Duck Duck…Duck

I must have been really tired when I wrote last night’s post — I was a little delirious and it doesn’t make as much sense on the web as it did in my head!

I’m trying really hard to write every day, but it’s a huge challenge, especially because I don’t want to end up sounding like a teen-angsty, emo blog (been there, done that. see: xanga.)

I even saved a list of “journal ideas” on my favorites bar at work so that I don’t have an excuse not to write. (You can call me a nerd if you’d like.)

I think that part of the reason this is so difficult for me is because I am secretly a foodie and wish that I was a.) a good enough cook and b.) was good with a camera so that I could write a food blog. I have plans to re-create one of my favorite cakes in the world tonight for shabbos, so maybe (if I’m feeling a little bit riskay) I will try and locate the digitcal camera to blog my baking adventures.

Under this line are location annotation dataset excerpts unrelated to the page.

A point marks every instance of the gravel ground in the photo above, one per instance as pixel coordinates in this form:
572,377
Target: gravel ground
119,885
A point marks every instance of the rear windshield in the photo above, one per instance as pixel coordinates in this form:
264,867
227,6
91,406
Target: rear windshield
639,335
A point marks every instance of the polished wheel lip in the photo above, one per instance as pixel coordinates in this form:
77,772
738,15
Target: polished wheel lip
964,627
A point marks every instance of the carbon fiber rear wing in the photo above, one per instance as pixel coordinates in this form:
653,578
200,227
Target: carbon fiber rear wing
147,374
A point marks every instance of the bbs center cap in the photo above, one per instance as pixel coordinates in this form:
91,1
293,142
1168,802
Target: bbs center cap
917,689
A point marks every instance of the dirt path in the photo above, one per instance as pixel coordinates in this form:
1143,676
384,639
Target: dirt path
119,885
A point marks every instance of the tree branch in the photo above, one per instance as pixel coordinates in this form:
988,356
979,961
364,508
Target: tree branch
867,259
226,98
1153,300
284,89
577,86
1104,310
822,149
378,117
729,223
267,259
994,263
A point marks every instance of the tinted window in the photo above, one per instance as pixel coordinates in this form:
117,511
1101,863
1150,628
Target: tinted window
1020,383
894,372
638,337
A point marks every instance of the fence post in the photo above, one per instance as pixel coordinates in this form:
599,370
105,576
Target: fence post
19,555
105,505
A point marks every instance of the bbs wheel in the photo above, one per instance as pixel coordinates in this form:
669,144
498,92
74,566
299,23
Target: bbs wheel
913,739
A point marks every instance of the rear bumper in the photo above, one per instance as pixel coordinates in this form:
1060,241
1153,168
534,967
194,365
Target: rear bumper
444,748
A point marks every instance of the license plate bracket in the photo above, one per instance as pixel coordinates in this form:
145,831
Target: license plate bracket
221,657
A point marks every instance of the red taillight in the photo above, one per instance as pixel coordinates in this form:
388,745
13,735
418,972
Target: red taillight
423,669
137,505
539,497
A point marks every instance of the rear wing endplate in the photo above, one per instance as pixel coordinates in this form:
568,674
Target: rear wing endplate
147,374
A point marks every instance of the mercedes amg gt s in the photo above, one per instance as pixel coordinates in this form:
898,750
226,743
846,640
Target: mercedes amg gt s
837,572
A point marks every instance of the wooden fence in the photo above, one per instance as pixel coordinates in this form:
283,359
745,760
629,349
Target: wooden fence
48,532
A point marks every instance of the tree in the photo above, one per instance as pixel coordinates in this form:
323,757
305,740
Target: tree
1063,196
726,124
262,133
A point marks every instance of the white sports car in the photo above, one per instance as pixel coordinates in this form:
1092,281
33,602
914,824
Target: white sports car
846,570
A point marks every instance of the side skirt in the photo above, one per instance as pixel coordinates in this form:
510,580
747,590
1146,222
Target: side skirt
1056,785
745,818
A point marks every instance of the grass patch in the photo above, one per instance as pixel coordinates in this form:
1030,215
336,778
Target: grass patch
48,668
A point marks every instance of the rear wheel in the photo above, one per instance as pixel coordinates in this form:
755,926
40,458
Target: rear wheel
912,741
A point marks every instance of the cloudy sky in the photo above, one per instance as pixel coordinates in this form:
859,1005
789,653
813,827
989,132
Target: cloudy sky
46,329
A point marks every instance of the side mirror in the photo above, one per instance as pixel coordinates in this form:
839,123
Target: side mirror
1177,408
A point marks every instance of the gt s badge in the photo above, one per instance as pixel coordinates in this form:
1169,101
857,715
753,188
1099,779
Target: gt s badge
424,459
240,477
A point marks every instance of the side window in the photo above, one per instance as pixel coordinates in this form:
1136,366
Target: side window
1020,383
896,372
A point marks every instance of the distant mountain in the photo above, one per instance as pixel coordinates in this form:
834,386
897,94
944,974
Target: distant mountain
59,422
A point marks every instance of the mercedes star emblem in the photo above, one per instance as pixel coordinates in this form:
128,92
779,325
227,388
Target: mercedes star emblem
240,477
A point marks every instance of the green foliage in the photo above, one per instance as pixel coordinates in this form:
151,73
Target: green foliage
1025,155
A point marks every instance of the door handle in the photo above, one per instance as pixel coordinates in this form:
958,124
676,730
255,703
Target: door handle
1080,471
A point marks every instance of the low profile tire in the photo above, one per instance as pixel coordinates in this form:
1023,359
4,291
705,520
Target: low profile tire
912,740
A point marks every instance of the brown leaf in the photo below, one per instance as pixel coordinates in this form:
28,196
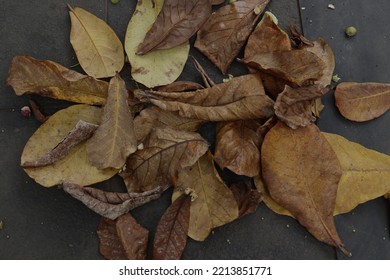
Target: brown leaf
240,98
225,32
302,173
171,233
238,147
297,67
294,105
165,152
213,202
27,75
247,198
114,140
362,101
153,116
110,204
82,131
122,239
177,21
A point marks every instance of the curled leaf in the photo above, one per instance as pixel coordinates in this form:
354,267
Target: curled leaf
241,98
362,101
177,21
75,166
171,233
223,35
28,75
98,49
160,67
214,203
114,140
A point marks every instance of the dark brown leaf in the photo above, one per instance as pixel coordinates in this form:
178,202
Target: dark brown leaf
240,98
171,233
177,21
294,105
225,32
302,173
362,101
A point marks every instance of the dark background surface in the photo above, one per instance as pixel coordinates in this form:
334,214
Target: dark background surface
42,223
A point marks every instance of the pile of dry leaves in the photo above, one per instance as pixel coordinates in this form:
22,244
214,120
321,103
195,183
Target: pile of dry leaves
265,125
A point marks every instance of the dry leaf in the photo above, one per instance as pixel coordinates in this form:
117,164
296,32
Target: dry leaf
160,67
223,35
362,101
177,21
293,106
302,172
98,49
213,202
171,233
75,167
122,239
28,75
240,98
165,152
81,132
297,67
153,116
238,147
114,140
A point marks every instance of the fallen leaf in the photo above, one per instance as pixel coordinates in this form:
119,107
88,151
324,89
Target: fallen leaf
362,101
153,116
177,21
81,132
302,172
170,238
226,31
114,140
75,167
160,67
165,152
238,147
214,203
98,49
110,204
28,75
123,239
240,98
293,106
297,67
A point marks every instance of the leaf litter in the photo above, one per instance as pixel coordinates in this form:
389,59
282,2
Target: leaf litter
149,136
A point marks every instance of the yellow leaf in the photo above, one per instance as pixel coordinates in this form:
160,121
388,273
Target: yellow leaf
156,68
98,49
75,167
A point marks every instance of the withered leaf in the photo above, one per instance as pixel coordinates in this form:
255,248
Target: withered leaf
122,239
240,98
165,152
28,75
75,166
302,172
171,233
225,32
362,101
293,106
297,67
213,202
238,147
98,48
177,21
110,204
81,132
153,116
114,140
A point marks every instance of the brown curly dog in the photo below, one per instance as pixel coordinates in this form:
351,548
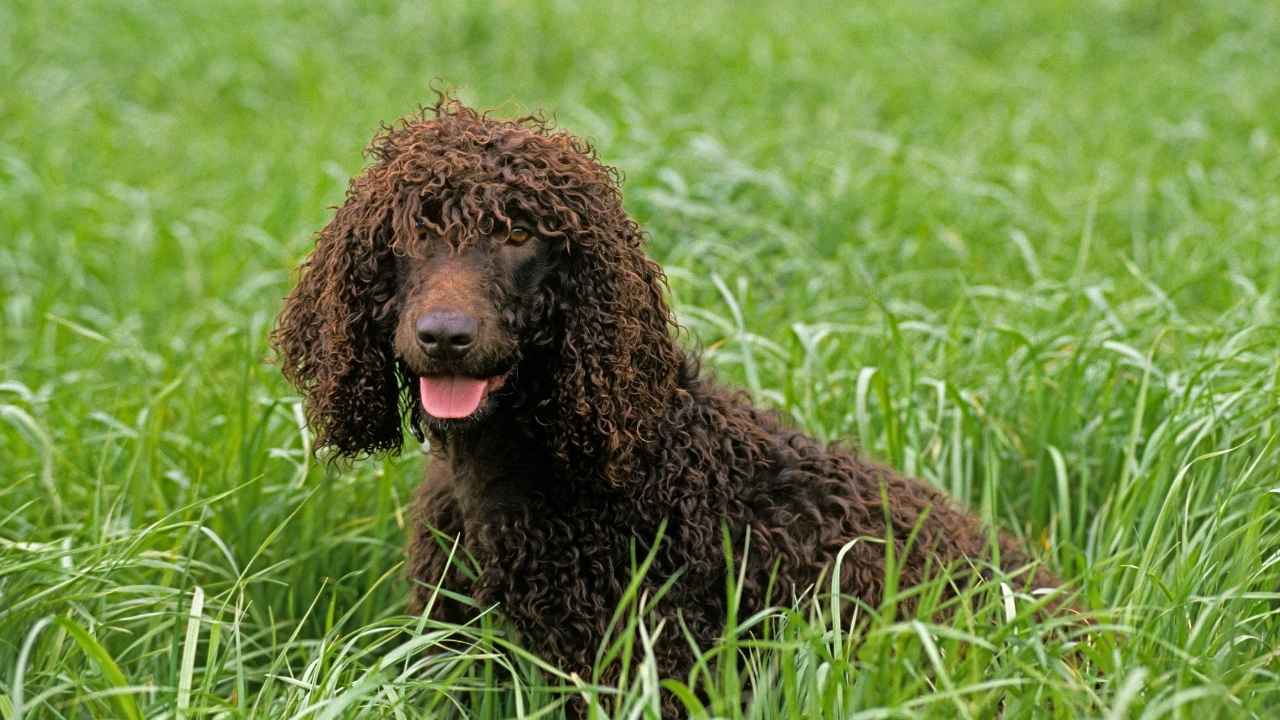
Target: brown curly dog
483,281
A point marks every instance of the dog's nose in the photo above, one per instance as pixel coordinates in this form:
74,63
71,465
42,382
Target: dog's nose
447,332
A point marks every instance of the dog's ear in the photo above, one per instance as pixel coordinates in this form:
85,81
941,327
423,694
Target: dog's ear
333,338
618,354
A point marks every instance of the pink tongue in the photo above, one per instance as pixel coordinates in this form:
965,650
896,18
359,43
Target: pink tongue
451,396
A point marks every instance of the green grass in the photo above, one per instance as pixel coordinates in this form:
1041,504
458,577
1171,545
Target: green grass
1028,253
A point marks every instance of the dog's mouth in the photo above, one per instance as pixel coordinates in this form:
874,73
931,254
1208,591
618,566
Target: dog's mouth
456,397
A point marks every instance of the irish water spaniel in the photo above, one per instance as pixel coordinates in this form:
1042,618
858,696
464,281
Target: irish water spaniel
483,282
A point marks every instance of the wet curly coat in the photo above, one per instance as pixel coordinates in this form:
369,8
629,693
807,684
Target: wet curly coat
595,427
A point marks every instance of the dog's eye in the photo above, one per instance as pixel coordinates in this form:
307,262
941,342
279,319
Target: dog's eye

Since I’m not at home in my kitchen baking something scrumptious (I actually enjoy cooking more than baking – as much as I’d like to be a meticulous measurer and sifter, I actually hate the tedious repetition of those actions) and I need to go to the supermarket (which I was tempted to do on my lunch break but resisted once I remembered I was in center city where produce, grocery, and tax prices skyrocket), I will try to make the clock move a little faster by reminiscing about the dinner my husband prepared last night. Yes, he prepared dinner. Yes, he loves to cook. In fact, he’s a private chef, who owns his own business, The Cheffery.

So last night, Jonathan decided that he wanted to try out a new recipe that he’d been thinking about for a long time (seriously, I think that we could write a killer cook book if we just put our heads together and took the time to do it) and made….duck.

He cooked an entire duck. We bought it at a supermarket in Lakewood when we still had money (HA!) and it has been sitting in our freezer ever since. Since Jonathan’s business has been getting some catering orders, he needed the space in our freezer, so he decided he would cook the duck. And when I say “cook,” I am grossly undersating what he did to that duck. He brined it, marinated it, and smoked it. In tea.

Like I said last night, we live in an apartment on a busy street in a suburb right outside of Philadelphia, so I should have known something was up when I received a phone call from our upstairs neighbor. See, our apartment comes with a cute little balcony that we bought a cute little barbeque to go on (charcoal), and every time we attempt to use it, it results in a sea of white smoke and a campfire smell that drifts right past my neighbor’s living-room window. I, having worked late last night, had my phone on silent because I was giving a presentation, and missed her call.

So I was a little surprised when I walked into my apartment last night and my nose was tickled by the smell of something southern. I don’t especially like smoked foods (except for almost all kinds of smoked fish), but my poultry I like fried, roasted, poached, confit-ed, grilled, and pretty much any other way you can think of other than smoked. I wasn’t surprised to find Jonathan on the porch with a cigar and a glass of home-made sangria (I almost wish I was kidding) in hand, but I wrinkled my nose and said to him, “It smells like barbeque.”

“Good,” he replied, admitting the smell was the reason that my neighbor had called.

So we sat down to eat, and Jonathan brought over this gorgeous, glistening, amber duck with patches of a merlot stain. He put a slice of the breast on my plate, and as I lifted my fork to my mouth, I was so grateful he had decided to take that odd-shaped duck out of the freezer. It was heavenly. Warm, moist, and not too greasy. Jonathan has the ability to make foods taste like exactly what they are supposed to taste like. He makes chicken taste chicken-y, lamb taste lamb-y, eggs taste egg-y, pasta taste pasta-y, and I have yet to learn his secret. But last night, I ate the most duck-y tasting duck I have ever eaten.

Don’t believe me? Come over for shabbos lunch, because we’re serving the leftovers in a delicious duck salad.

I bet now you wish that we had taken a picture of that duck as much as we do.